You’ve likely never been to East Palestine, Ohio, the small village torn asunder by a railroad crash.
Neither have I. But in a sense we’ve been there a hundred times. Anyone who has chosen the nation’s wonderful back roads to travel long distance has driven through small towns. Often these towns present as picturesque and proud. Yet often they are quite fragile economically. As a result, they lack the native resilience necessary to mitigate disasters. If any good can come this latest non-natural disaster, that would be a revitalization of federal community resiliency programs.
Small burgs and hamlets appeal even to city slickers. I recall once, during a solo trip, stopping my motorcycle for a coffee break in Leechburg, Pennsylvania — population 2,149. It’s not far from East Palestine. Two friendly townies sitting out front of the Coco Coffeehouse kept me talking there for nearly an hour. They pulled a low stool out of the shop for me to sit on, while the proprietor brewed a fresh pot of coffee. Leechburg is surrounded by a U-shaped river bend, with a railroad track along the river. Anything could happen.
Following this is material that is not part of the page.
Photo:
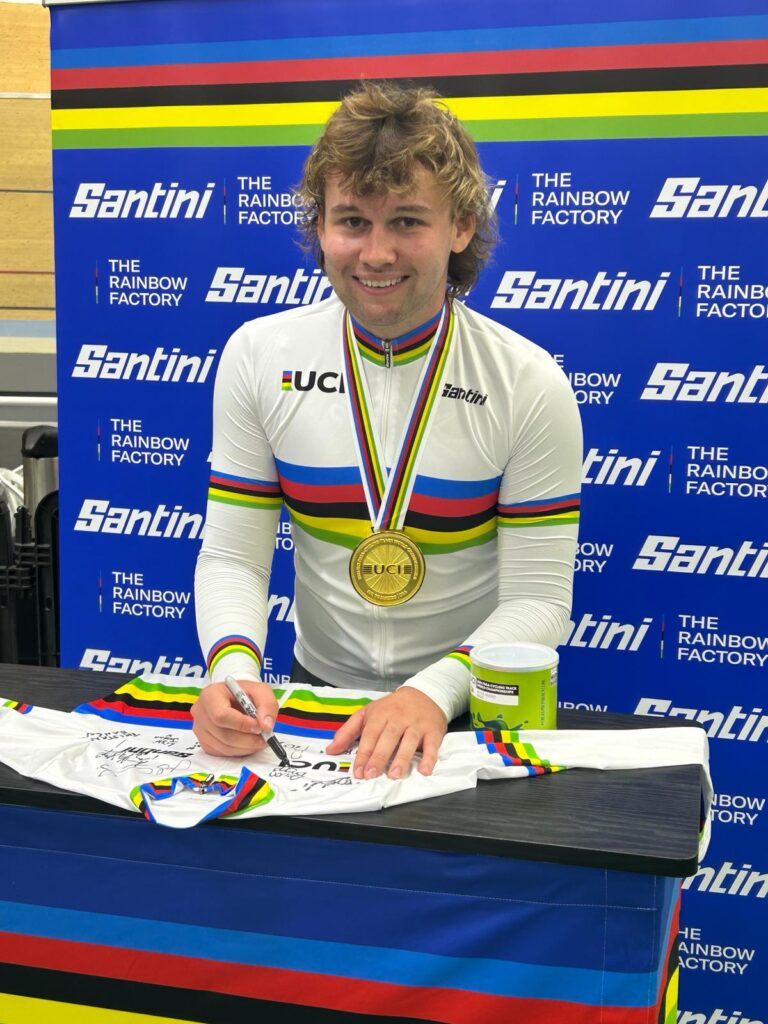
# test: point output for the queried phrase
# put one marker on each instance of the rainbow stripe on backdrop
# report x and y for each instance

The horror show in East Palestine produced a litany of purported villains. Railroads, the other political party and its policies, the chemical industry. Most of the charges and countercharges are inaccurate, in some cases deliberately so. Yet loss and distress of the East Palestine residents is real enough. Just imagine no longer trusting your well water or the air you breathe, and feeling that the value of your home gone up with the cloud of burning vinyl chloride.
People naturally look to the federal government for help. Especially when problems overwhelm local and state resources. All it took in this case, according to the preliminary report from the National Transportation Safety Board, was for a rail car wheel bearing to seize from overheating. A device the size of a Diet Coke can that a rail maintenance person can change out in about 10 minutes.
The federal government is the provider of last resort in disasters of any sort, financially and technically. But capability exists at the state and local levels, too. So the question isn’t whether Transportation Secretary Pete Buttigieg or President Joe Biden should go there. Or Donald Trump. That’s cable TV fodder. Moral support lasts the length of the photo op. What people really want is potable water and clean air. The question is, rather, what can the federal government do to continuously build in capacity and resilience at the state and local levels, so that a federal response need be invoked less frequently?
Many federal officials who can actually help have been or remain in East Palestine. They arrived from the Environmental Protection Agency, the Centers for Disease Control and Prevention and several components of the Transportation Department. The question remains, though, does sufficient resilience exist for small towns and villages such that the provider of last resort doesn’t have to be the first responder, or even the principal responder?
Community resiliency has long been a concern for the federal government. “Community resilience, the ability to withstand the impacts of natural, technological, or human-caused hazards and recover community functions quickly, is a local and a national issue,” states the National Institute of Standards and Technology on its community resilience program site.
Resiliency of fragile communities overseas occupies much of the mission space of the U. S. Agency for International Development. This helps in diplomatic, humanitarian, and national security domains. Disasters in the U.S. show the need for a focus on community resilience.